The Effect of Changes in Rate and Rhythm on Supernormal Excitability in the Isolated Purkinje System of the Dog

Abstract

Microelectrode techniques were used to investigate the effects of rate and rhythm changes upon the period of supernormal excitability during repolarization in isolated canine right and left bundle branch and Purkinje fibers. The same microelectrode was used for both intracellular stimulation and recording. Excitability curves (strength-interval curves) were measured as the minimum depolarizing current required to re-excite the fiber during repolarization of a conducted action potential.
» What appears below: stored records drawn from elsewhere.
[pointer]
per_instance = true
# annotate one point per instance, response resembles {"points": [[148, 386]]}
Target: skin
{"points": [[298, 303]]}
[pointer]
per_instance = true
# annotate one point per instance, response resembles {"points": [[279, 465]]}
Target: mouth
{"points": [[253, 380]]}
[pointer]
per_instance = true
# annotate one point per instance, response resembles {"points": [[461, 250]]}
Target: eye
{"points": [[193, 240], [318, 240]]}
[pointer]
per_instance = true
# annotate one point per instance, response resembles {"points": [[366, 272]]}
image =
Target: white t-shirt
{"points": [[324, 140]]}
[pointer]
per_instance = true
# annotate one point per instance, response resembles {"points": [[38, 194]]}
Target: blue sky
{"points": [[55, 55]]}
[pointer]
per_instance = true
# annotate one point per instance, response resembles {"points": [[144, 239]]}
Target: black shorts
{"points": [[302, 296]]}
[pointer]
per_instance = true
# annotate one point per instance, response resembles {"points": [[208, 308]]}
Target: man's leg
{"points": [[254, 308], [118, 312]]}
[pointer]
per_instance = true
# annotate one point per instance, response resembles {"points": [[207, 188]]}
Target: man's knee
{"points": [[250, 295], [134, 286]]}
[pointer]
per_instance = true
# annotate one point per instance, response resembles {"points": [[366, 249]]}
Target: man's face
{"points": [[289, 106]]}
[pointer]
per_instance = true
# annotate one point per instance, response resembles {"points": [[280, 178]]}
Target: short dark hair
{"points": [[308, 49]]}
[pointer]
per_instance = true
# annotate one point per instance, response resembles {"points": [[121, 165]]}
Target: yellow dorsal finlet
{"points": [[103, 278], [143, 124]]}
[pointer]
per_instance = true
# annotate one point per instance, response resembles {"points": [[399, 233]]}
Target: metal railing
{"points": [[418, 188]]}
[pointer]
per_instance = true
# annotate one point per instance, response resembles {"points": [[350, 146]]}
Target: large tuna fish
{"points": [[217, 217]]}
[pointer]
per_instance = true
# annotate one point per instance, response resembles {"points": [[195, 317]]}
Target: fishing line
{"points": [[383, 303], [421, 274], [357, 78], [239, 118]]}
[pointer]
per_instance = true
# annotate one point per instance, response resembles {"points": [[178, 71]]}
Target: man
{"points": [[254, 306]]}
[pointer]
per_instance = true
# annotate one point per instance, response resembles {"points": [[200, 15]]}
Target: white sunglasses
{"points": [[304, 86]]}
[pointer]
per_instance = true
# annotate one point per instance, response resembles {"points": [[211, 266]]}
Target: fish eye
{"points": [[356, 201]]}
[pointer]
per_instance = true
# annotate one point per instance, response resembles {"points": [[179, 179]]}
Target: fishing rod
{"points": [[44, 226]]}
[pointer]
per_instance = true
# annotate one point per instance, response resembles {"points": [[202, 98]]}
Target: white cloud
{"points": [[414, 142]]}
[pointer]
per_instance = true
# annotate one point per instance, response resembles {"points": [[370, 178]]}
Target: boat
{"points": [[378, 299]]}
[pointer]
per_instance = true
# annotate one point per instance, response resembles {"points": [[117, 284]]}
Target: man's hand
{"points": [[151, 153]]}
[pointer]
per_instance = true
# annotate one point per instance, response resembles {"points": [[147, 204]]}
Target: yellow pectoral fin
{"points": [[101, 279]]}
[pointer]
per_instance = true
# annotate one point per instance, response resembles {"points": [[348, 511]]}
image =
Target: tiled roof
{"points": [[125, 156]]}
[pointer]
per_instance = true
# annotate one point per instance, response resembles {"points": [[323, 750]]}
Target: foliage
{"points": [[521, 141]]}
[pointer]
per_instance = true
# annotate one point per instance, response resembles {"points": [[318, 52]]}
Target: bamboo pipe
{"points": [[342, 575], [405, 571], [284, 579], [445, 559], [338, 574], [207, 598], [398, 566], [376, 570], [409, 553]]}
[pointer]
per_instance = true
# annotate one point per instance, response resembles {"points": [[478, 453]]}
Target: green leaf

During the supernormal period it required an average of 17.0 ± 4.6 SD % less than diastolic current to re-excite the fibers throughout the left and right bundle branch-Purkinje system. The supernormal period of excitability in the bundle branch-Purkinje system was voltage dependent, reaching minimum current requirements at 74.3 ± 5.8 SD mV. Excitability curves of conducted action potentials were determined at basic cycle lengths ranging from 1000 to 300 msec and following single and multiple premature beats. The decrease in action potential durations associated with shorter cycle lengths was not accompanied by a corresponding shortening of the supernormal period of excitability. Therefore, at shorter cycle lengths the supernormal period encompassed a greater proportion of the total action potential; in some cases as much as 50% of the total action potential duration exhibited a period of supernormal excitability. The supernormal period of excitability could be eliminated by perfusing the tissues in elevated potassium (5.0 and 7.5 mM) Tyrode's solution. The possible implications for the generation of re-entrant arrhythmias are discussed.